Я пододвинулся, прижимаясь к его спине грудью. Мне было неловко, и ему, кажется, тоже. Ему — я понятия не имел, почему. Мне — потому что любое движение могло дать понять то, что было, в принципе, понятно и без всяких движений, потому что сердце тяжело бухало в груди, а в голове стучали горячие молоточки, и внизу живота… ну, всё ясно же.
Это было невыносимо.
Мне казалось, я не сумею заснуть. Но сон пришёл очень быстро — стоило только лишь смежить веки… В этом сне было так же холодно и темно, низкое небо расцветало чернильными тучами, страшный гром разрывал тишину, а рука Малфоя, которую я почему-то держал в своей, мелко-мелко тряслась.

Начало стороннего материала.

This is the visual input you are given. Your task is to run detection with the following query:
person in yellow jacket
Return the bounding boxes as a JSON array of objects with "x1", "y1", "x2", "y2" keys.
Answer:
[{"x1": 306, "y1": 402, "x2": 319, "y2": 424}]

Рука Малфоя мелко-мелко тряслась. Нет, не тряслась — просто двигалась.
Вверх и вниз.
Я проснулся.
— Струпьяр, — прошептал он в подушку.
— Что? — откликнулся я прежде, чем сообразил, что он делает. И кого представляет при этом.
Драко остановился.
Терять было нечего. Я прижался к его шее губами.
— Струпьяр…
Я ничего не ответил — только прикусил его тонкую кожу. Это сработало как сигнал, как команда, как условный знак, который сильный подаёт слабому. Один лёгкий укус — как целая схватка, в которой стая определяет своего вожака.
Драко откинул голову назад — со стоном:
— Струпьяр, — и мягкие волосы мазнули меня по щеке.

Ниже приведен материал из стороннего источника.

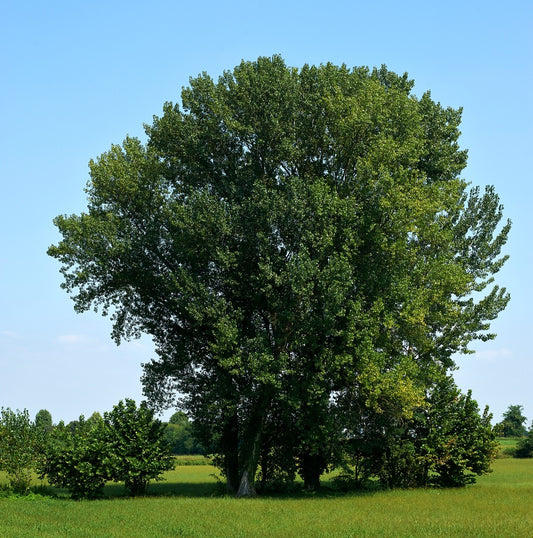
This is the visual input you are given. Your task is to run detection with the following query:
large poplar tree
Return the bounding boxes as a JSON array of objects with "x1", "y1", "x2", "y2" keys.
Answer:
[{"x1": 49, "y1": 56, "x2": 510, "y2": 495}]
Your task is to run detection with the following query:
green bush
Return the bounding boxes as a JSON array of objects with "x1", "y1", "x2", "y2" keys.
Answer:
[
  {"x1": 0, "y1": 407, "x2": 39, "y2": 493},
  {"x1": 104, "y1": 399, "x2": 175, "y2": 495},
  {"x1": 514, "y1": 422, "x2": 533, "y2": 458},
  {"x1": 40, "y1": 416, "x2": 111, "y2": 498}
]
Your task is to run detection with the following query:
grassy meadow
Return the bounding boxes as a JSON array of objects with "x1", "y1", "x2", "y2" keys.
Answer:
[{"x1": 0, "y1": 452, "x2": 533, "y2": 538}]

У меня внутри всё перевернулось. В это сложно было поверить, но это происходило — и я подался вперёд, вжимаясь пальцами в его живот, губами — в его загривок, пахом — в его ягодицы. Он дёрнулся, испуганно отстраняясь, но мы, кажется, уже решили, кто из нас главный.
— Лежи, — твёрдо сказал я. — Лежи, — и моя рука скользнула туда, где были его пальцы, разжала их и… я обхватил его член, с силой проводя вверх и вниз.
Он замер.
От головки до основания — медленно-медленно, а потом быстрее — от основания до головки. Драко толкнулся навстречу.
— Струпьяр…
И я сам едва не застонал в ответ, но вместо этого только сильнее сжал зубы.
Он кончил через минуту, но это было только началом.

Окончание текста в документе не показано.